The euro fell 0.9 per cent against the US dollar, following weak manufacturing data from Spain, France, Italy, and Germany.
“Data out of the euro area this morning was generally on the softer side,” said Eric Viloria, FX strategist at Credit Agricole in New York.
Factory activity weakened across much of Europe and Asia in December as the US-China trade war and a slowdown in demand hit production in many economies, offering little reason for optimism as the new year began.
Traders expect the single currency to remain under pressure as both growth and inflation in the eurozone remain below the European Central Bank’s expectations.
Sterling fell 1.1pc, partially reversing some of the gains notched earlier this week, as strong factory surveys failed to dispel growing concerns over Brexit negotiations.

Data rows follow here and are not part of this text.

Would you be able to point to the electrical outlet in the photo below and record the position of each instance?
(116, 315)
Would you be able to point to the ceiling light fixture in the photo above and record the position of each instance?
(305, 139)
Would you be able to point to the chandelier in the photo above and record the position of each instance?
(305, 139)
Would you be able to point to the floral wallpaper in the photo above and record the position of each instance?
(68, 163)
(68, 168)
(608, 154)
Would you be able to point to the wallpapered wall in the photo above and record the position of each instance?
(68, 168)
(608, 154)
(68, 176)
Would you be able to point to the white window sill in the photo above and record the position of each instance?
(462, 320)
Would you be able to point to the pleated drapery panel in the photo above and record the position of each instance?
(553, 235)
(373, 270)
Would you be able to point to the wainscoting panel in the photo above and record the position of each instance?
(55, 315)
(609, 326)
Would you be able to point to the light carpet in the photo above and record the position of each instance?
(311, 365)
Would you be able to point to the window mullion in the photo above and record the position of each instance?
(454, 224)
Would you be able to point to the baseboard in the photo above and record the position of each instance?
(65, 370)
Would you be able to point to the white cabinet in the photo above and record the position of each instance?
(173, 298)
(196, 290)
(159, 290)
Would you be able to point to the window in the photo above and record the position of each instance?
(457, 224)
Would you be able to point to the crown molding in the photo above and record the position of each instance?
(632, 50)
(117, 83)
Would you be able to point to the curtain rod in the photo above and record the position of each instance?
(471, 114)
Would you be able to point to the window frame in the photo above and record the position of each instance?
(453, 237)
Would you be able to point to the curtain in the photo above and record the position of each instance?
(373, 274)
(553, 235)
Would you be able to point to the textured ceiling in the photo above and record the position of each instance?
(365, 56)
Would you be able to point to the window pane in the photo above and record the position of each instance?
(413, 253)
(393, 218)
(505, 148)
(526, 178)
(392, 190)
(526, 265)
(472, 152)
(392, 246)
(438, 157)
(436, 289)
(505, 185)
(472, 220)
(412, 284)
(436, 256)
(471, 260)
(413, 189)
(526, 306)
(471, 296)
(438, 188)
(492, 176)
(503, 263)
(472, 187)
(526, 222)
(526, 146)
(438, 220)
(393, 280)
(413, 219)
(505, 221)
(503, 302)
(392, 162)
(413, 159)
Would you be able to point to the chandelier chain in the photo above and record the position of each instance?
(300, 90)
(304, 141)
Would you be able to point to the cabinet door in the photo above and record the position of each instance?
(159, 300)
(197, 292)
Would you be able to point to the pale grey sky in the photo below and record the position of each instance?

While the dollar was relatively stable going into the end of 2018, a flagging equity market boom, waning cash repatriation by US companies, and the possibility that the US Federal Reserve will not raise interest rates as many times as it previously signalled now pose challenges for the greenback.
In a cautious start to the year, traders in the currency markets punished perceived riskier currencies such as the Australian dollar and the euro, while lifting the yen to a fresh seven-month high versus the dollar.
Against the yen, which tends to benefit during geopolitical or financial stress as Japan is the world’s biggest creditor nation, the dollar was 0.36pc lower.
China’s factory activity contracted for the first time in 19 months in December as domestic and export orders continued to weaken, a private survey showed.
The Australian dollar, whose fortunes largely depend on the Chinese economy to which Australia sends a bulk of its commodities, fell 0.9pc.